Earthquake Last Night in Arizona?

Earthquake Last Night in Arizona? November 2, 2015

That’s right, folks. Last night at 11:30 PM I was reading in my home office when I heard some strange, light, grinding noises for about five seconds that seemed to originate from underneath my condominium and then BOOM–a loud noise and my condo shook very noticeably for about one second.

I immediately jumped out of my chair and went outside on my balconey. There was not a cloud in the sky nor a breath of wind. And there were no neighbors walking out of their houses to question what had just happened. I wondered if I was the only person who experienced that. So I went back to reading.

Twenty minutes later the same thing happenned again, only not quite the intensity as the previous one. Both times I thought of an earthquake. I’ve been in earthquakes, and I thought this was very similar. But an earthquake in Scottsdale, Arizona, where I now live. IMPOSSIBLE. Or is it?

I was born and reared in Seattle, Washington. On April 13, 1949, at 11:55 PM I was seven years and standing in my backyard. It was lovely sunny spring day. All of a sudden the ground started wobbling up and down in waves, like one quick ocean wave following after another one. I was thinking that whatever it was, it might make me fall over. So I sat down on my lawn and kept watching this amazing phenomenon. The road and sidewalk beside my house was moving up and down at what seemed like at least two or three feet high waves for a few seconds. Then it just stopped. I thought, “what in the world was that?”

It was an EARTHQUAKE! It measured 7.1 magnitude on the Richter scale. It was the largest earthquake ever experienced in the Puget Sound area by the white man since he settled there. This earthquake was centered in the nearby Qlympia-Tacoma area of Western Washington. Yet the ground shook for thirty seconds over a 230,000 square-mile area, affecting most of the Pacific Northwest. Eight people were killed and dozens were injured. Most of the damage occurred in Seattle and southward to Chehalis, eighty miles away. Hundreds of buildings were damaged and thousands of brick chimneys fell down. In Seattle (according to http://www.historylink.org/index.cfm?displaypage=output.cfm&file_id=2063), 1900 brick walls collapsed, fractured, or bulged. In countless houses, items on shelves toppled over.

One night during the late 1970s my wife and I were asleep in a bed in an upper floor of a high-rise hotel in Tokyo, Japan. Suddenly, the bed shook and it woke me up. I said to Marilyn, who was still asleep, “Heh, quit shaking the bed.” She awoke groggily and said, “I’m not shaking the bed.” So I said, “Then that must have been an earthquake.” A few minutes later it happened again. This time I could tell that the building was swaying back back and forth. That’s scary! Laying down on the ground when I was seven years old and watching a concrete road and sidewalk moving up and down like ocean waves was KOOL, man; but swaying back and forth in a high-rise building in Japan–a nortorious place in the world for lots of earthquakes–is SCARY!
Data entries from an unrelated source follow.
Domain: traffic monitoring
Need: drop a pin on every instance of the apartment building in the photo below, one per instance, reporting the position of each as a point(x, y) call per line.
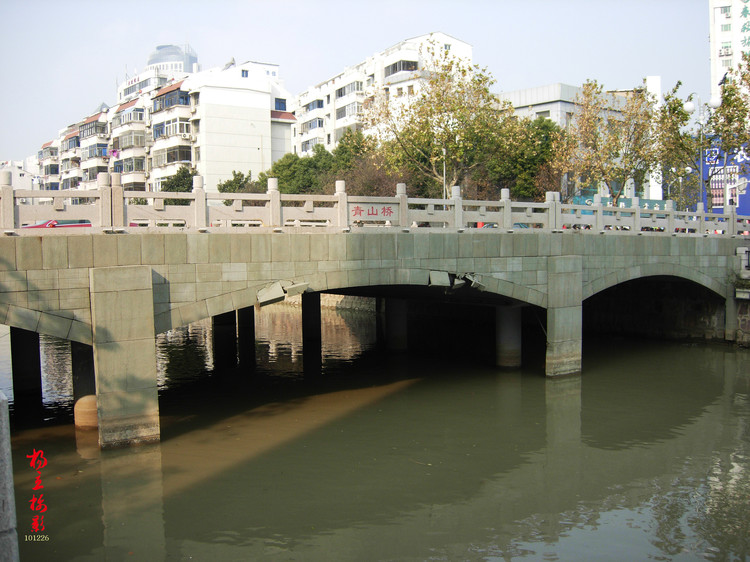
point(173, 114)
point(324, 112)
point(729, 37)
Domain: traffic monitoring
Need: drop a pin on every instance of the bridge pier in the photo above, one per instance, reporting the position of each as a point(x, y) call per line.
point(246, 337)
point(564, 315)
point(312, 343)
point(224, 340)
point(508, 336)
point(396, 320)
point(123, 333)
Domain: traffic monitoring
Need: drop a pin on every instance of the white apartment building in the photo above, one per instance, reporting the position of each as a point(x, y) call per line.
point(324, 112)
point(215, 121)
point(729, 37)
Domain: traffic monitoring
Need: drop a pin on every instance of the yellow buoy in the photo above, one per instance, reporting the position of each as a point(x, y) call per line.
point(85, 413)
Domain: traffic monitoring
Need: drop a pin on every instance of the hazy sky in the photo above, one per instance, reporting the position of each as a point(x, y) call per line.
point(63, 58)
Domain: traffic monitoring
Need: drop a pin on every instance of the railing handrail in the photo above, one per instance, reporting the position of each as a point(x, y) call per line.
point(110, 206)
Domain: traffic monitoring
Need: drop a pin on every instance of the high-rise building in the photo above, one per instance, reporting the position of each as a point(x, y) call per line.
point(324, 112)
point(729, 36)
point(172, 114)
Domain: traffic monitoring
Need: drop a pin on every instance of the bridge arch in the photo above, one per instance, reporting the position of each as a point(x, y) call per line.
point(642, 271)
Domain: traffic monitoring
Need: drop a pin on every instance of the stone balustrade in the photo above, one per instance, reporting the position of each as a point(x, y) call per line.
point(110, 207)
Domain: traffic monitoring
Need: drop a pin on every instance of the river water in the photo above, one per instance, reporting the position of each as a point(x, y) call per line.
point(646, 456)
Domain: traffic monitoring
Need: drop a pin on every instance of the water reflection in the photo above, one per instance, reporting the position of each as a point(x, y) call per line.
point(413, 457)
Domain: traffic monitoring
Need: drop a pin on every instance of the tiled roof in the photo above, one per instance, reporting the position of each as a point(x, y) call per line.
point(92, 118)
point(167, 89)
point(126, 105)
point(285, 115)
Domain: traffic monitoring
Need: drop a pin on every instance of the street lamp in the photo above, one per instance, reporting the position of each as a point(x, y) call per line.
point(445, 189)
point(702, 118)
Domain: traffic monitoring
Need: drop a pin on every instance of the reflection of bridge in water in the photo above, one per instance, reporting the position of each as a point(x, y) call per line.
point(556, 461)
point(111, 290)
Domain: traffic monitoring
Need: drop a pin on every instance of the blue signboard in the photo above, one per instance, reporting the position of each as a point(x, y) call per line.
point(727, 181)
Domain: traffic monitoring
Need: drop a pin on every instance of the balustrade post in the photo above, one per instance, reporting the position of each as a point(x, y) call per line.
point(118, 200)
point(458, 207)
point(507, 208)
point(731, 218)
point(598, 213)
point(403, 205)
point(274, 202)
point(636, 206)
point(700, 211)
point(669, 207)
point(342, 205)
point(554, 209)
point(7, 203)
point(201, 221)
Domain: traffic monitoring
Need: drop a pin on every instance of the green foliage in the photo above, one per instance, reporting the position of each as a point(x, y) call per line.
point(447, 129)
point(181, 182)
point(611, 139)
point(683, 137)
point(519, 158)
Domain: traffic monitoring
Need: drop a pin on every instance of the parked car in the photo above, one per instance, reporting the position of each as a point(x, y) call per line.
point(53, 223)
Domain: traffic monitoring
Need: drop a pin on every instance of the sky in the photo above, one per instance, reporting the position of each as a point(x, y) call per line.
point(62, 59)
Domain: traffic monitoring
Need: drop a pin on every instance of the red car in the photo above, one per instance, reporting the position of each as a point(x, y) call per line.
point(58, 224)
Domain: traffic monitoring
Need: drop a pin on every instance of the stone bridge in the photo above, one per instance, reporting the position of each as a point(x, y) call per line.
point(111, 291)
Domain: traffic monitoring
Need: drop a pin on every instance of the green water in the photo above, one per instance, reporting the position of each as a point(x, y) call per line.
point(405, 457)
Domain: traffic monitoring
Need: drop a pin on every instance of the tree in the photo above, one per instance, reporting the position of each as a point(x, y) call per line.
point(300, 174)
point(521, 156)
point(181, 182)
point(452, 120)
point(611, 140)
point(718, 136)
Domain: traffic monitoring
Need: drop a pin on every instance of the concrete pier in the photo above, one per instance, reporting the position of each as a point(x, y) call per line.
point(8, 522)
point(311, 333)
point(26, 365)
point(246, 337)
point(508, 336)
point(122, 317)
point(224, 343)
point(564, 315)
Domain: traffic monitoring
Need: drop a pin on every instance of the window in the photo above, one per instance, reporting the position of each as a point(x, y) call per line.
point(349, 110)
point(93, 128)
point(171, 99)
point(176, 126)
point(355, 86)
point(312, 124)
point(133, 115)
point(400, 66)
point(129, 140)
point(158, 130)
point(94, 151)
point(308, 145)
point(171, 155)
point(90, 174)
point(71, 143)
point(315, 104)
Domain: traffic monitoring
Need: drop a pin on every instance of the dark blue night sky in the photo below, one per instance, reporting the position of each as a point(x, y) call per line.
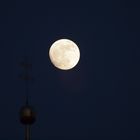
point(99, 98)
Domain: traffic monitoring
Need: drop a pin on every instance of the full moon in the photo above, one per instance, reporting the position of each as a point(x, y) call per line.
point(64, 54)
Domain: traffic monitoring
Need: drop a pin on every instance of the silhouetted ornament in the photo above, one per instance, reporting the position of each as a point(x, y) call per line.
point(27, 115)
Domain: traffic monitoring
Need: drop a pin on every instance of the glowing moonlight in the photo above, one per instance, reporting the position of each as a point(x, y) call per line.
point(64, 54)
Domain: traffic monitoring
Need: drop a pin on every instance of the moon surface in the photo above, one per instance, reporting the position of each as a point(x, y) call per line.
point(64, 54)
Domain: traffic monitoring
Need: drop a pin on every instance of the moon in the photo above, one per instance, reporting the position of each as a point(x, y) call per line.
point(64, 54)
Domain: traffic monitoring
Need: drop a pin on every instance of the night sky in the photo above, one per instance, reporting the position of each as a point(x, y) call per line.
point(97, 100)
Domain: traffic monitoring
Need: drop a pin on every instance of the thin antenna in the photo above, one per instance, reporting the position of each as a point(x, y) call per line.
point(26, 77)
point(27, 115)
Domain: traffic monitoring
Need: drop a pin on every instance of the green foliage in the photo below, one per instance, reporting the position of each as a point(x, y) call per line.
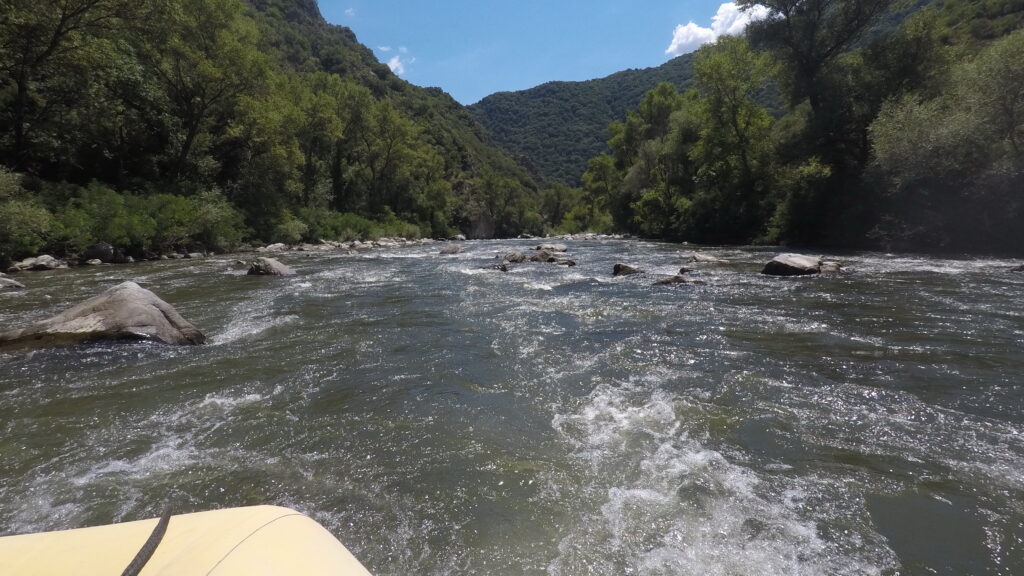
point(951, 167)
point(157, 125)
point(557, 126)
point(25, 223)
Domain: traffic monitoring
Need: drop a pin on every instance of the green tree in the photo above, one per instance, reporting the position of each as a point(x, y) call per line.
point(207, 59)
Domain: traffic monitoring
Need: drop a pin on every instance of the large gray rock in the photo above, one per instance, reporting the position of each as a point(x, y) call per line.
point(513, 257)
point(101, 251)
point(553, 247)
point(625, 270)
point(37, 263)
point(125, 312)
point(702, 258)
point(268, 266)
point(678, 279)
point(272, 248)
point(793, 264)
point(544, 256)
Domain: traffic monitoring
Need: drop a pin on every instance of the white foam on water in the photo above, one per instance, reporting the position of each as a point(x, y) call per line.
point(247, 327)
point(671, 505)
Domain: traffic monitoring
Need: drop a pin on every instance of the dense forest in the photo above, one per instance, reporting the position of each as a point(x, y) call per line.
point(169, 125)
point(162, 125)
point(910, 139)
point(556, 127)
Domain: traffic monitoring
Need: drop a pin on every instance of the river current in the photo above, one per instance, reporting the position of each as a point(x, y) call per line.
point(442, 418)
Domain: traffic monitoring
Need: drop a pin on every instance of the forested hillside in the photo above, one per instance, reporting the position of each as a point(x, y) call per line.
point(162, 124)
point(555, 128)
point(907, 139)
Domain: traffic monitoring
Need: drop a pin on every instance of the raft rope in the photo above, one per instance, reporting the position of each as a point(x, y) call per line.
point(145, 552)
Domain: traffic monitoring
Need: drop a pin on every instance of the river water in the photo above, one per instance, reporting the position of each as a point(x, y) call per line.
point(442, 418)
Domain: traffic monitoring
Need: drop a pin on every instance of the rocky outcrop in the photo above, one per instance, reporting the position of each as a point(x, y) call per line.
point(793, 264)
point(268, 266)
point(125, 312)
point(625, 270)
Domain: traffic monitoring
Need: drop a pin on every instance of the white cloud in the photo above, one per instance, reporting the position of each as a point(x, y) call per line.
point(728, 21)
point(396, 65)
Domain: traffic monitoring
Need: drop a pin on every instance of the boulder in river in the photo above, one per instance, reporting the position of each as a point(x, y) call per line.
point(553, 248)
point(125, 312)
point(38, 263)
point(268, 266)
point(625, 270)
point(102, 251)
point(543, 256)
point(702, 258)
point(678, 279)
point(793, 264)
point(272, 248)
point(832, 266)
point(513, 257)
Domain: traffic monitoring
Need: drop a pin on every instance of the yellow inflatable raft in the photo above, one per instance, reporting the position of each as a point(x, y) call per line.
point(252, 541)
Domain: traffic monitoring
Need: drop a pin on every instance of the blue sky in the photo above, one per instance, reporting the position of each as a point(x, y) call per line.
point(474, 48)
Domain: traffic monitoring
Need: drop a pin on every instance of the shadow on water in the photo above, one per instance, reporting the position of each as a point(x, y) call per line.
point(443, 418)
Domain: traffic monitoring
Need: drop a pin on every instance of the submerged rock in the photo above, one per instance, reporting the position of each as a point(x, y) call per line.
point(702, 258)
point(268, 266)
point(832, 266)
point(793, 264)
point(102, 251)
point(678, 279)
point(625, 270)
point(37, 263)
point(543, 256)
point(8, 284)
point(553, 248)
point(272, 248)
point(125, 312)
point(513, 257)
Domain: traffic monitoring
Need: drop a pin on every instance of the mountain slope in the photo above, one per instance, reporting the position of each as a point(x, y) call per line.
point(306, 41)
point(555, 128)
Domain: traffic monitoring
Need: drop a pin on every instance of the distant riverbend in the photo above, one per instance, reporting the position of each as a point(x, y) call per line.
point(440, 416)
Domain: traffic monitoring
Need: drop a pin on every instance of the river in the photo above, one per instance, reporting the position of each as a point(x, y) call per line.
point(442, 418)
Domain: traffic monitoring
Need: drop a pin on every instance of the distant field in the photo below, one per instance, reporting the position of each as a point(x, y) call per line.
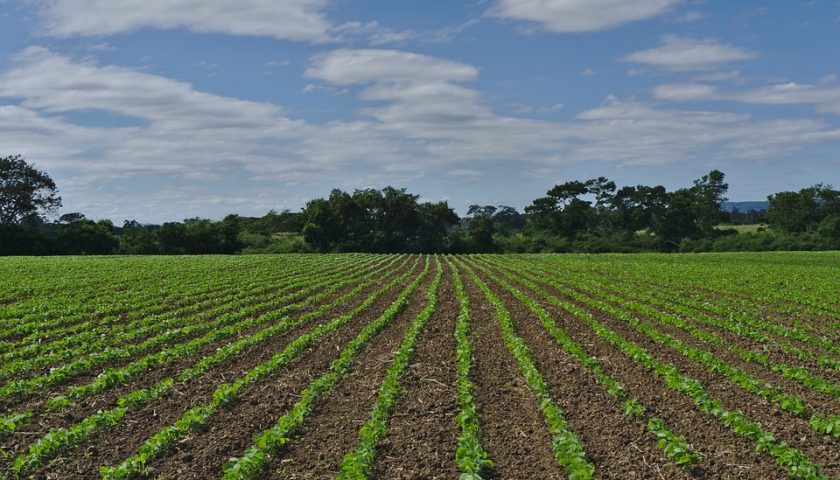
point(411, 366)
Wherever you live, people think of the chances of natural disasters happening there. When I lived in metro-Houston, Texas, for nearly forty years, we always thought of three natural disasters that could TAKE US OUT! It was hurricanes, floods, and tornadoes. Earthquakes–fuggetaboutit. No chance. And those of us who live in metro-Phoenix, Arizona, we only worry about one thing–the blazing SUNSHINE. Houston in the summertime is a wet sauna; but this Sonora Desert of Arizona in the summertime is an OVEN. Earthquakes? Same as Houston–no chance.

That’s what I thought until this morning when I saw a news flash on this computer on which I’m writing. It says that at exactly 11:30 PM last night there was a 4.1 magnitude EARTHQUAKE here in metro-Phoenix. WOW! And there’s no fracking going on around here to drill some petro-dollars out of the ground like in Texas and Oklahoma that is shaking their ground. Now, I guess, we have two natural disasters to worry about in Arizona–heat/drought and earthquakes. I’ll be glad when we get to heaven.

BTW, is that where we’re going? That’s a subject for another time.